Он и не догадывается, какое удовольствие доставил мне своей последней репликой! Прямо, как говорится, «на лапу мне пошел»!

— Это кто же такое еще мне за учение платить будет? — недоверчиво настораживается возница.

Кратко рассказываю ему: есть такой декрет советской власти. «Декрет, понимаешь? Закон!» Всех безграмотных во всей России обучать! Дать каждому безграмотному — бесплатно, все как есть бесплатно, — и учителя, и книжку, и тетрадь, и чем писать, карандаш или перо. И самое главное — сократить ему рабочий день на одну четверть: шесть часов работы и два часа ученья. А платить ему, как за полный день: за часы ученья, как за рабочие часы. Вот как!

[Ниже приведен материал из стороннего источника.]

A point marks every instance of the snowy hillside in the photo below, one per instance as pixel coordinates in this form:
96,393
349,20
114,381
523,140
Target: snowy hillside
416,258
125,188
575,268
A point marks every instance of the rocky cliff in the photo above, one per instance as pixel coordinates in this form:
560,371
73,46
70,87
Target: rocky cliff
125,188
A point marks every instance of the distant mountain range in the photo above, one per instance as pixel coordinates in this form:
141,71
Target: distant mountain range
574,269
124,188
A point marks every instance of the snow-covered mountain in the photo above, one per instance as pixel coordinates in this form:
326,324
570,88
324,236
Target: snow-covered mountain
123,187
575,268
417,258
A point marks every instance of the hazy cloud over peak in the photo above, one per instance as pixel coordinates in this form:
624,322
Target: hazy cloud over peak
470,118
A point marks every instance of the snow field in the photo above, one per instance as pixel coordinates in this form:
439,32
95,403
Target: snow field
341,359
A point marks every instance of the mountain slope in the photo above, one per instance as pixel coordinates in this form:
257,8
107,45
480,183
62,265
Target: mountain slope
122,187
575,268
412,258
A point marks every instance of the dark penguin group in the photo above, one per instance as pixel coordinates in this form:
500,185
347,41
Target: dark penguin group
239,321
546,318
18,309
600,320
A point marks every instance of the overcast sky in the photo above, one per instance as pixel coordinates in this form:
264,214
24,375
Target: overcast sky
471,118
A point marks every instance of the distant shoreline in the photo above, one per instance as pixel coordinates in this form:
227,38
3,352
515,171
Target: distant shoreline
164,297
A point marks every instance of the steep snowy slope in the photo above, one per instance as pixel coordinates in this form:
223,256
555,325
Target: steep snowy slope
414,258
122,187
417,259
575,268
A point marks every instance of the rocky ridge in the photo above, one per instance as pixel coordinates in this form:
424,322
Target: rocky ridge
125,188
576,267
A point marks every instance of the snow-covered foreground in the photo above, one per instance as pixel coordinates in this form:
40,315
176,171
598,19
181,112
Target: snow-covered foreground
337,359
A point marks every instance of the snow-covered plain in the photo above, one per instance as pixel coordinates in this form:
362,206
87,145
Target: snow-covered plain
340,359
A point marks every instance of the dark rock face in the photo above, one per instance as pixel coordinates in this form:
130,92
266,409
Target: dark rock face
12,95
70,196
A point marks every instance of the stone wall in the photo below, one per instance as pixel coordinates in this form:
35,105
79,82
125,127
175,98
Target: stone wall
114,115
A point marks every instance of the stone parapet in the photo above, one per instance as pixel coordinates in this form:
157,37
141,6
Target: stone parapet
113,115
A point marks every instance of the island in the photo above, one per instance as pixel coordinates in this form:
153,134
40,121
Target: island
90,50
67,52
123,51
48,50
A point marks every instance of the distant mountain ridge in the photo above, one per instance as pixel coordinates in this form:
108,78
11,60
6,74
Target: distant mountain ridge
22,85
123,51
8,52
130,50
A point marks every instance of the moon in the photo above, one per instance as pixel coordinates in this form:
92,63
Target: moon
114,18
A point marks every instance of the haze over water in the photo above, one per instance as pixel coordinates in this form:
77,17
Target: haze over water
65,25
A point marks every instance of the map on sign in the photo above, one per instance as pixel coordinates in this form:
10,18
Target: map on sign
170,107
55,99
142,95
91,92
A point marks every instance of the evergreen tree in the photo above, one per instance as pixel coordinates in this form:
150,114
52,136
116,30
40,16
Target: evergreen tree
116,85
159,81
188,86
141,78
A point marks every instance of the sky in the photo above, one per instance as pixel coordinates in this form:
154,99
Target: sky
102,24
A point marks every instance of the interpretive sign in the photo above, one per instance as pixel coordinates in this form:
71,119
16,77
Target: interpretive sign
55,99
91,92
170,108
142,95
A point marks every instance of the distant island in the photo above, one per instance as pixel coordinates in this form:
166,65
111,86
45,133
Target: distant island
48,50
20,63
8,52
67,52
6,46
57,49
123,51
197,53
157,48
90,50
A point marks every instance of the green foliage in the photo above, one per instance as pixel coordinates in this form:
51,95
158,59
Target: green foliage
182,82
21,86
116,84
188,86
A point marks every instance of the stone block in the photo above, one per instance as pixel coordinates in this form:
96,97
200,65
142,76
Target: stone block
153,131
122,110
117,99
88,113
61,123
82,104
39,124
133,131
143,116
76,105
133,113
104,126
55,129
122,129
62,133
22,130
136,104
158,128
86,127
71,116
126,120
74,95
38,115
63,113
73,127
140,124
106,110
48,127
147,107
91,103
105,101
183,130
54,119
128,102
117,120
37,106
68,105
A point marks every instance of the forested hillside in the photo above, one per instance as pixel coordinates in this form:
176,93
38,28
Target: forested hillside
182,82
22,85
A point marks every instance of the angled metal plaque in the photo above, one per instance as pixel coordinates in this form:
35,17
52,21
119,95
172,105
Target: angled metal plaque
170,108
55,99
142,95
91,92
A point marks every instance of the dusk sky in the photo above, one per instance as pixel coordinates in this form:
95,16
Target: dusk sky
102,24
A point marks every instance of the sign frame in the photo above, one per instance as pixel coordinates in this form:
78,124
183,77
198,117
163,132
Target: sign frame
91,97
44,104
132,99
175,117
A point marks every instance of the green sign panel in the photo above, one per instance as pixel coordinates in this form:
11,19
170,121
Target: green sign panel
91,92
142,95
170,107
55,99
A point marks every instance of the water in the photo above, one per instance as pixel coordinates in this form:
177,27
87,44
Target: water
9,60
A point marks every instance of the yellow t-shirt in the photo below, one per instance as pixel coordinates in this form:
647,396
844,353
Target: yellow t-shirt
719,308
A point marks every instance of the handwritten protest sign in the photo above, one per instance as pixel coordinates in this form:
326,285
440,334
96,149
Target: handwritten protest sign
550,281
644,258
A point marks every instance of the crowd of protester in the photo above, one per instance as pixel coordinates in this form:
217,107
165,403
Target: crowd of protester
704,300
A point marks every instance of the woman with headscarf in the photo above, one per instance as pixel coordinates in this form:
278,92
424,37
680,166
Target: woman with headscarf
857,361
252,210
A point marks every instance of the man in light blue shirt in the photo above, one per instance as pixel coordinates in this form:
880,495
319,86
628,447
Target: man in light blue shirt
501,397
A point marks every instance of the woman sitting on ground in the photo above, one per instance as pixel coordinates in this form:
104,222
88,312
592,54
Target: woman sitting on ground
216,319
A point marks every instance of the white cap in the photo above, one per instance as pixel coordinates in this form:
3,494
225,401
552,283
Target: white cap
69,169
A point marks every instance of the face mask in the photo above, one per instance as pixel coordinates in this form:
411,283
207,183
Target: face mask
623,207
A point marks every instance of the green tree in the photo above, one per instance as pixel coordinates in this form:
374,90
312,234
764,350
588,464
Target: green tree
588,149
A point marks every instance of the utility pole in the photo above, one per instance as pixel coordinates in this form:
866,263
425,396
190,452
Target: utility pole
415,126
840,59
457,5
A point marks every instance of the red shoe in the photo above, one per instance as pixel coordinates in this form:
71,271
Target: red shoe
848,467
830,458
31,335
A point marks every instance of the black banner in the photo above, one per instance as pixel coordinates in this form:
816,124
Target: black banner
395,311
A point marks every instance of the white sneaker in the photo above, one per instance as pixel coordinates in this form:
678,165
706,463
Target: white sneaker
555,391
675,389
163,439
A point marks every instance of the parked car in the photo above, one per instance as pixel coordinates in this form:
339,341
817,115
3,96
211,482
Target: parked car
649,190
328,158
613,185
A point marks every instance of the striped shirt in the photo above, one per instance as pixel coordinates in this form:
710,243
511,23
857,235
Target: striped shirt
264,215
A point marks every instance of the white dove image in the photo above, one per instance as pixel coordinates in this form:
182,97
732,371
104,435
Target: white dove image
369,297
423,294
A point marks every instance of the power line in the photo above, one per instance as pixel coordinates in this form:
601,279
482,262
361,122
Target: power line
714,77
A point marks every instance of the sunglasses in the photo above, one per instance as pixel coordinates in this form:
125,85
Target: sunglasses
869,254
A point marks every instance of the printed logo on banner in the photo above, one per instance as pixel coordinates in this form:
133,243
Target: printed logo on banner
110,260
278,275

Помолчав, возница опрашивает:

— Сколько, говоришь, безграмотных у нас, сто миллионов? Ух, ты! Это ж им, большакам-то, в какую копеечку встанет! Мильон мильонов, не меньше!.. Ах, так вас, так, так и так!

Отмечаю про себя, что это последнее матерное ругательство прозвучало словно бы мягче, доброжелательнее, чем прежние…

Но это, оказывается, с моей стороны скороспелый диагноз! Потому что вслед за «доброжелательной» матерщиной мой возница неожиданно заявляет:

— Не пойду я в твою школу. И не зови.

— А я тебя и не зову! И идти тебе никуда не надо: школа сама к тебе придет.

— Это как же «сама»?

— А так, что школы по месту работы открывают.

— По месту рабо-о-оты? У меня на работе никакой школы нету.

— Ну, нынче нет, завтра будет. Всего, сам понимаешь, сразу не успеть… Будет у вас школа, будет!

— А мне и ни к чему! — бросает он небрежно. — Будет, не будет, мне что? Один пес…

После этого возница замолкает надолго. Молчит упорно. Я не прерываю молчания, не пристаю к своему собеседнику. Пусть сам думает.

— А для чего ему это нужно? — неожиданно спрашивает он. — Большаку то есть. Для чего ему эта грамотность вдруг занадобилась?

Но в моем объяснении я, видимо, что-то испортила! То ли пересолила я в противопоставлении грамотных неграмотным, перехвалила первых или слишком унизила вторых, но возница мрачнеет и больше ничего не говорит. Только спускаясь с Литейного моста, когда розвальни вдруг съезжают на раскате так круто, что я чуть не вываливаюсь в снег, возница, словно желая взять реванш, отчеканивает с оттенком мрачной иронии:

— Вот ты говоришь: грамотные — то, грамотные — сё, пято, десято… А приставь-ка тебя к моему делу — грамотную с пинснеем на носу, — как ты лошадь запряжешь? Хомут небось на хвост нацепишь! Вот как!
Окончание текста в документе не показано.